The proposals include making the BoE responsible for directly supervising the entity behind the stablecoin. They also call for the payment systems using digital tokens to be fully backed by central bank deposits. Stablecoin issuers will also be required to demonstrate how they intend to manage redemptions, particularly during times of stress.
The proposals are the latest step in the UK’s bid to establish itself as a hub for digital assets amid concerns that Brexit threatens London’s dominance as Europe’s leading financial centre.
Last week, the Treasury published its response to a consultation on the future of crypto regulation in the UK and under its plans stablecoins will be regulated under existing rules for traditional payment service providers. It said its proposals were informed by recent events “including the collapse of FTX”.
“Stablecoins have the potential to make payments faster and cheaper for all, and that’s why we want to offer firms the ability to utilise this innovation safely and securely,” said Sheldon Mills executive director of Consumers and Competition at the FCA.

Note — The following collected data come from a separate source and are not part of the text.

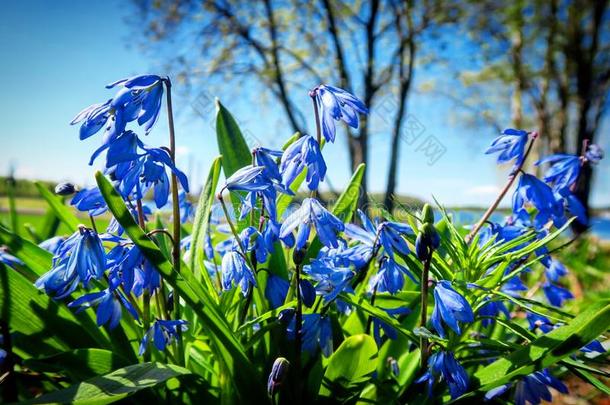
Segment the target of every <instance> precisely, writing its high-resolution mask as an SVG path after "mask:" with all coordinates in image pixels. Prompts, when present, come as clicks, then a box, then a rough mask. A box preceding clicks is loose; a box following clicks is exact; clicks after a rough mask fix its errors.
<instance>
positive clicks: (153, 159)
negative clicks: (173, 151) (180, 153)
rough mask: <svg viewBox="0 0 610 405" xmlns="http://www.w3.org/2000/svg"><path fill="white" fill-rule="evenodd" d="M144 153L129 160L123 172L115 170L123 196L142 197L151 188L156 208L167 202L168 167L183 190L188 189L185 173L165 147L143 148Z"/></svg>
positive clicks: (140, 198)
mask: <svg viewBox="0 0 610 405" xmlns="http://www.w3.org/2000/svg"><path fill="white" fill-rule="evenodd" d="M145 149H146V153H145V154H143V155H141V156H139V157H138V158H137V159H136V160H133V161H132V162H131V165H130V167H129V168H128V170H126V171H125V173H118V172H115V173H114V174H115V177H116V178H117V179H118V180H119V181H120V186H119V189H120V191H121V194H122V195H123V196H124V197H127V196H129V195H132V193H133V195H134V196H135V198H136V199H142V198H144V195H145V194H146V192H147V191H148V190H149V189H150V188H153V194H154V200H155V204H156V206H157V208H161V207H163V206H165V204H167V200H168V198H169V189H170V182H169V177H168V175H167V171H166V168H169V169H170V170H171V171H172V172H173V173H174V174H175V175H176V177H177V178H178V181H179V182H180V184H181V185H182V188H183V189H184V191H186V192H188V191H189V186H188V180H187V178H186V175H185V174H184V173H183V172H182V171H180V170H179V169H178V168H177V167H176V166H175V165H174V163H173V162H172V159H171V157H170V155H169V152H167V151H166V150H165V149H161V148H145Z"/></svg>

Sarah Breeden, deputy governor for Financial Stability at the Bank of England, added that stablecoins can “enhance digital retail payments” in the UK.
However, stablecoins have frequently failed to track hard currencies. In May last year, infamous stablecoin project Terra depegged, sparking an unprecedented crypto market crisis. In March, Circle’s USDC token — the second largest in circulation — fell as low as 88 cents after the company admitted a $3.3bn exposure to now-collapsed Silicon Valley Bank.
No existing stablecoin would currently meet the criteria for supervision under the BoE’s proposed regime as they are predominantly used for crypto payments rather than retail payments, according to a person familiar with the matter. “But this could change quickly, if businesses grow rapidly or if stablecoins link up with an existing firm that already has a large customer base for payments,” the person added.
The proposals also explore the prospect of allowing overseas stablecoins access to the UK payment chain.
Under the Treasury’s view, “payment arrangers” would be entities authorised under the UK’s existing payment services regulations, and would require FCA approval before being permitted to assess the appropriateness of an overseas stablecoin for use in the UK.
In its discussion paper, the regulator said the Treasury’s proposal to accommodate overseas stablecoins in the economy “could have drawbacks as well as benefits”.
Last month the FCA unveiled new standards that ban unauthorised firms from marketing crypto products, potentially including stablecoins, to UK customers.